- About Us
New restaurant growing organically
Tanya and Dave Rose have a great idea for a new restaurant.
They're going to take full advantage of Sequim's "amazing" local sources of good stuff — wineries, farmers, cheese makers, et al.
But dishing it up is just part of the idea. They want the restaurant to serve as an educational resource for the community and for the restaurant's employees.
The Roses will open their new place — "Nourish" — in the facility formerly occupied by the Cedarbrook Garden Cafe on Sequim Avenue.

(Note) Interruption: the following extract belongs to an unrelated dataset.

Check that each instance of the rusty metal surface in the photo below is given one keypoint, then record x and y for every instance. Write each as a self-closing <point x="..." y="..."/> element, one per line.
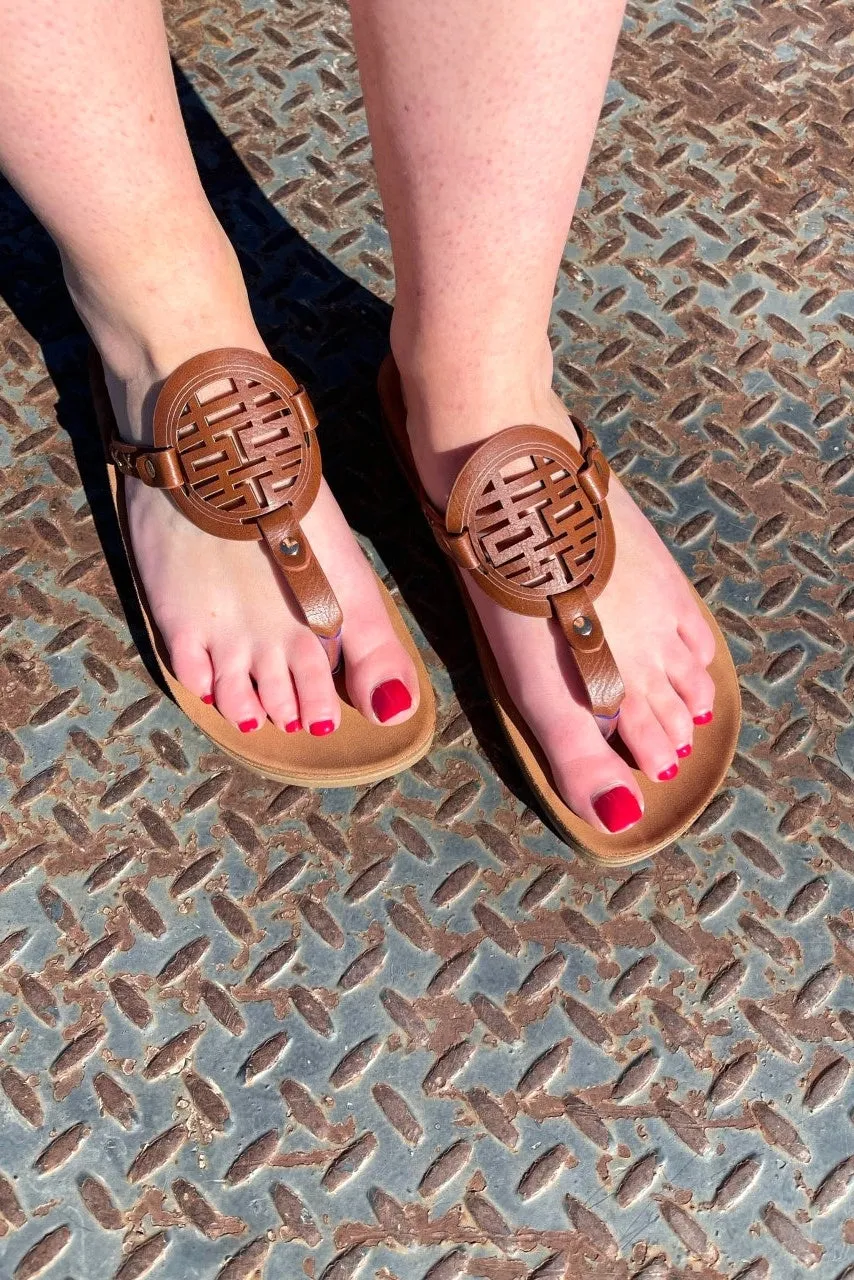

Tanya's old friend, Annie McHale, is lending a hand, bringing two vital areas of expertise to bear. Through her job at Olympic WorkSource, McHale helps local folks find employment. Through her work with Nash's Organic Produce, she helps local folks find good food.
Both are important because the Roses would like to hire what Tanya calls "disadvantaged young adults" and train them in the preparation and sale of healthy foods.
She defined disadvantaged young adults as those "who can't afford to go to college, but are smart and motivated."
The new hires would learn the restaurant business, including marketing. It just makes sense, Tanya said. "Culinary schools are expensive."
The restaurant's employees also will learn about the benefits of eating, and serving, local healthy food.
"We will be hiring a chef," Tanya added. "Somebody super-sensitive to whole food, local foods."
They also plan to have live local music and to occasionally screen films on nutrition and other topics near and dear to their hearts.
Dave summed it up, calling Nourish, "A new seed-to-table-to-good-health restaurant and educational concept."
Tanya and Dave Rose have an interesting story. The two, both natives of England, were high school sweethearts.
Then they broke up.
For 30 years.
The two recently connected again via the Internet. A few e-mails later, Dave booked a flight to the U.S. for a visit.
They've been married for the past four years.
They recently purchased the old Bell House that sits just south of the city. Built in 1880, it's "one of the oldest houses in the area," Dave said.
Dave, an experienced hand at construction, is now restoring the house, which most recently served as the Cedarbrook Lavender Farm's gift shop.
They are negotiating a lease-purchase agreement of the garden's former cafe.